M15 delves into the history of spying in new London exhibition
LONDON, April 2 (Reuters) - Britain's spy agency MI5 is revealing some secrets.
In collaboration with host The National Archives and prepared over several years by the agency's own archivists, "MI5: Official Secrets" is giving the public the chance to see equipment and methods used by the real life James Bond and his colleagues over the agency's 115-year history.
Ken McCallum, director general of MI5, said the agency wanted to be more transparent.
While TV fiction showed the dramatic side to spying, real intelligence work was about "ordinary human beings together doing extraordinary things", he said at an event on Tuesday launching the exhibition.

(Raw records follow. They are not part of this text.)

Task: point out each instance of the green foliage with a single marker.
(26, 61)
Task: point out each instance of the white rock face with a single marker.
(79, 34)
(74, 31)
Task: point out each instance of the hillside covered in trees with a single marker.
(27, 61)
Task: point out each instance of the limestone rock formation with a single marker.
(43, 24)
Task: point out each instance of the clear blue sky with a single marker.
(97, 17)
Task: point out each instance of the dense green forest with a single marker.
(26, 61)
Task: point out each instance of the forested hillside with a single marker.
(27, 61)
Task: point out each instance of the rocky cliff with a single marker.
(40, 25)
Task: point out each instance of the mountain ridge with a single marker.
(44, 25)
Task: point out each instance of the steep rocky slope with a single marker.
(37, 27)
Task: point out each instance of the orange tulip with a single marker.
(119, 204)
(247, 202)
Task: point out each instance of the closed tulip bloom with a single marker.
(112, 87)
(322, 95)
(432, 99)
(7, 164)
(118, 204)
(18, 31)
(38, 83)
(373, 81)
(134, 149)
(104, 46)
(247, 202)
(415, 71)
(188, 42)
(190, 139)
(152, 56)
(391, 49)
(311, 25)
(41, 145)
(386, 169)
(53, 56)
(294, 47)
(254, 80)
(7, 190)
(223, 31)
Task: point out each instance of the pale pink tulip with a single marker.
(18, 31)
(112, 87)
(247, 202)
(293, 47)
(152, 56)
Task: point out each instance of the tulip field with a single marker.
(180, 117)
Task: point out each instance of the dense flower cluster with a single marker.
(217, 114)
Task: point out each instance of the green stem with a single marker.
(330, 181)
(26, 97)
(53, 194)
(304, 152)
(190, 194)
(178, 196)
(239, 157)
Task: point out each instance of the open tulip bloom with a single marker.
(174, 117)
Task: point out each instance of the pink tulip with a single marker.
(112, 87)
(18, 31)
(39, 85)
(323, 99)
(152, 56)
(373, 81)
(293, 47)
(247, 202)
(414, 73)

One of the featured items is a 110-year-old lemon, used as evidence against German spy Karl Muller, who was executed in 1915 at the Tower of London. Muller used lemon juice to write secret messages during World War One.
The display also includes confessions and surveillance reports relating to Britain's most notorious double agents, who spied for the Soviet Union between the 1930s and 1950s and were known as the "Cambridge Five".
"The reality of our work is often different from fiction - whether that fiction is George Smiley or Jackson Lamb," said McCallum.
Author John le Carré's George Smiley works for overseas intelligence agency MI6, dubbed "The Circus" by le Carré, while grumpy Jackson Lamb appears in TV show "Slow Horses," depicting a team of failed agents.
The exhibition opens on Saturday at The National Archives in southwest London and runs to September.